| Home | KCSE | Sitemap | Contact Us |  
Science Editing > Volume 6(2); 2019 > Article
Lammey: How publishers can work with Crossref on data citation


It aims to explain why data citation is important, how publishers and data repositories can do this and what use will be made of the information they provide. There are large benefits to be accrued from sharing research data such as guarantee of reproducibility and transparency. Consistent citation practice around data is essential to helping these benefits to be realized. Data citation metadata is being disseminated and used through its application programming interfaces and the Event Data application programming interface. Event Data extracts this information into a separate service, so data citations are pre-filtered from the Crossref metadata. There are two methods by which publishers can register data citation information with Crossref. The first method is to deposit data citations in the citation section of the metadata, i.e., the part containing the reference list of the article. The second method publishers can use to register data citations with Crossref is to use the relationships section of the metadata. There are a number of services already using Event Data to show information on data citation. To achieve the benefits of data citation, publishers or editors should have a data sharing and citation policy so that they share with their authors and readers.

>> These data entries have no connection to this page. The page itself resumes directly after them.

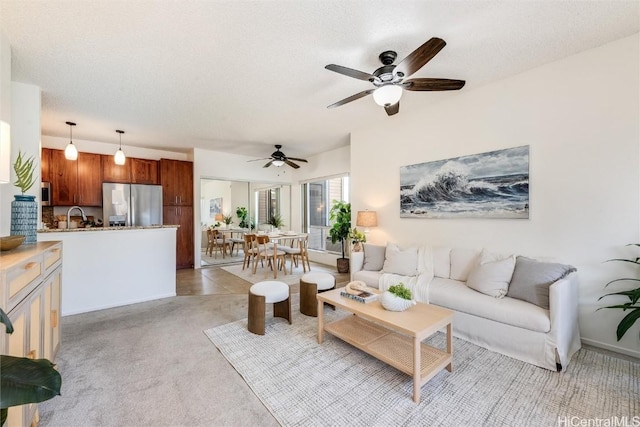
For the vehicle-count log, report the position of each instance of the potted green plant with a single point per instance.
(24, 209)
(397, 298)
(357, 238)
(340, 216)
(632, 294)
(276, 221)
(24, 380)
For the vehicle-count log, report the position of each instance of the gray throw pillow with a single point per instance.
(373, 257)
(531, 280)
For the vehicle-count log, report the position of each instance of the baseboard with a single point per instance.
(611, 347)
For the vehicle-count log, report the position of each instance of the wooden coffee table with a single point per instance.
(392, 337)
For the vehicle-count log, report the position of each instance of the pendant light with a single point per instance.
(71, 152)
(119, 157)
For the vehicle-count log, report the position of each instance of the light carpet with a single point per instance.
(267, 274)
(304, 383)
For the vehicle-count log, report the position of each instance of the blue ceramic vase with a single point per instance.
(24, 218)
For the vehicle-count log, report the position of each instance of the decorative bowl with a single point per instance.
(10, 242)
(394, 303)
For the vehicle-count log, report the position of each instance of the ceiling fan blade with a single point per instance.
(416, 59)
(392, 109)
(361, 75)
(433, 84)
(290, 163)
(352, 98)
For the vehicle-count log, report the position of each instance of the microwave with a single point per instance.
(45, 193)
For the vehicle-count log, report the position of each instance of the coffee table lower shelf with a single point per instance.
(390, 347)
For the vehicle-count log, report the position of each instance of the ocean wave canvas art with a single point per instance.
(487, 185)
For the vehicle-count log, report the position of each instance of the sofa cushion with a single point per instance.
(402, 262)
(531, 280)
(462, 262)
(371, 278)
(455, 295)
(442, 262)
(492, 275)
(373, 257)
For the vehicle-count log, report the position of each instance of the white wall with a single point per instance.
(580, 117)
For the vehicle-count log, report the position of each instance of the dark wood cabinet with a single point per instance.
(144, 171)
(76, 182)
(45, 165)
(182, 216)
(176, 177)
(115, 173)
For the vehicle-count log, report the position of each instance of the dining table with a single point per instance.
(279, 237)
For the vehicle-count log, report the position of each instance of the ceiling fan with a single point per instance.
(278, 158)
(389, 79)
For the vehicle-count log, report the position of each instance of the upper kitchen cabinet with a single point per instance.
(176, 177)
(144, 171)
(115, 173)
(45, 165)
(76, 182)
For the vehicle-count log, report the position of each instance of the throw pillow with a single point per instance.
(401, 262)
(531, 280)
(373, 257)
(492, 277)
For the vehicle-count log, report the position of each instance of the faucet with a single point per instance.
(84, 217)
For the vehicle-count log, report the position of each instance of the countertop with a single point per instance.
(88, 229)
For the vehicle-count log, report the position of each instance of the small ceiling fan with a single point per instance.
(278, 158)
(389, 79)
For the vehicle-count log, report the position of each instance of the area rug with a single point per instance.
(303, 383)
(267, 274)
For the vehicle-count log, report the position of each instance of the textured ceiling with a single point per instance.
(239, 76)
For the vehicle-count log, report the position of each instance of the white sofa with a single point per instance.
(525, 324)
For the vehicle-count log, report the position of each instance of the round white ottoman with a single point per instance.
(263, 293)
(310, 285)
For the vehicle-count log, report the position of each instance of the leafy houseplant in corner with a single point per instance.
(633, 294)
(24, 380)
(24, 209)
(340, 216)
(397, 298)
(357, 238)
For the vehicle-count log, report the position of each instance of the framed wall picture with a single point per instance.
(215, 207)
(486, 185)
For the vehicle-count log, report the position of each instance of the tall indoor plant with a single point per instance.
(340, 216)
(24, 209)
(633, 294)
(24, 380)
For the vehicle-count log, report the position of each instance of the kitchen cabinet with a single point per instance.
(182, 216)
(144, 171)
(45, 165)
(115, 173)
(76, 182)
(30, 292)
(176, 177)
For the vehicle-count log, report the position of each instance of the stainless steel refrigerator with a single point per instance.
(131, 205)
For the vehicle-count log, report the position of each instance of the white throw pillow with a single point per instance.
(492, 277)
(402, 262)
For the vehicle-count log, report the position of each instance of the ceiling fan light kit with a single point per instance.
(389, 79)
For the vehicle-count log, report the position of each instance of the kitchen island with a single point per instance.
(108, 267)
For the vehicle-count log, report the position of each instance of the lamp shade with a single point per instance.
(367, 219)
(387, 95)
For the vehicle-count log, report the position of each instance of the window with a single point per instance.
(318, 197)
(268, 202)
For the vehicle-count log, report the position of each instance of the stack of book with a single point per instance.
(360, 296)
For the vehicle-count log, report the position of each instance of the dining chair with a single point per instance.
(267, 252)
(219, 243)
(249, 249)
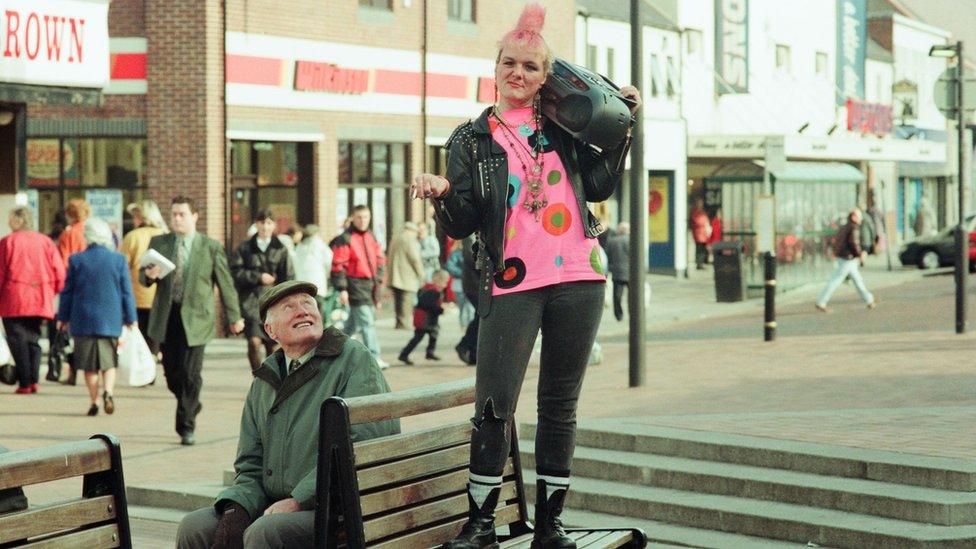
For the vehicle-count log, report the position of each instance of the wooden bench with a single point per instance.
(410, 490)
(98, 518)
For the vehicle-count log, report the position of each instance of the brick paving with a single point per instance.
(909, 391)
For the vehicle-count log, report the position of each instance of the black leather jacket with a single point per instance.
(477, 168)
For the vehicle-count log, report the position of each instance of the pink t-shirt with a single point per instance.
(551, 249)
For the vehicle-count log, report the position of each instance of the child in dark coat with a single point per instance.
(426, 313)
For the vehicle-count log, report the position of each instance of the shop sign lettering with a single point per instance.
(54, 42)
(327, 77)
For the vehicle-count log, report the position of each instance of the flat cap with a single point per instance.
(280, 291)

To put it simply, data citation is done when a journal article references the data the research was built upon or references, in the same way that a paper would normally provide a reference list to other scholarly resources, such as other papers. Even though an increasing number of researchers are starting to share their data, this data is often not cited in the same way as other publications. And it is not cited in a consistent way. This makes it hard to track how the data that underlies the research is actually being used if it’s sitting in a separate repository or on another website that is not linked to the paper in any way.
Making it easier to see these links between different types of research outputs will provide many benefits to the community. It aids transparency—showing the underlying data that produced the research results so that you can verify it—and reproducibility—if you can get the data is can make it easier to reproduce or reuse to replicate or build upon the research.
To incentivise the sharing of research data, researcher need credit for doing this. When they cite the data they use this forms the basis for a data credit system, i.e., a way to reward data sharing by looking at citation and other metrics to measure the impact of the data. Funders are keen to realise these benefits for the research they fund, and many are starting to bring in mandates around how data is published and shared.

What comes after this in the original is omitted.